Yes, to answer point-of-disagreement questions correctly, you typically have to ignore the main point of the argument. That's actually kind of the whole purpose of the question type. It's not difficult to figure out the big picture 'what' that they are discussing, so it's not a very interesting question to ask people. It's much more interesting to see if people are able to avoid being distracted by all the fluff and focus on what they know for sure.

That's why you have to take each answer choice and ask yourself "do I know what Person A thinks about this, for certain?" and "do I know what Person B thinks about this, for certain?". It's *easy* to get blinded by their main points - that's the trap.

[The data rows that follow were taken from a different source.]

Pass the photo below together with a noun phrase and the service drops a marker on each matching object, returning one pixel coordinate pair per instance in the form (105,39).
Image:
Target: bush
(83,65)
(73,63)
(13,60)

And I wouldn't really call this disagreement an inference, but that's a semantics issue. I would say that "the pool is open all weekend" explicitly disagrees with "the pool is only open Saturday". The way you're using explicit and implicit, nothing could ever be considered "explicit" unless it used the exact same phrasing, which is a little intense.

Here's what I think an actual inference disagreement would look like:

    Joe: All chocobos are monsters. All monsters are evil.
    Jack. I have a pet chocobo who isn't evil!
We have to combine Joe's two statements to get the inferred concept "all chocobos are evil". It's fully supported, it's a valid inference, and it would be the (implicit) point of disagreement.

But that distinction is not terrifically important. What is important, though, is understanding that someone can absolutely be 'the point of disagreement' between two parties and not be *either person's* main point. The whole 'main point' business is not really relevant to the task at hand, which is finding what item you know for sure the two people disagree on!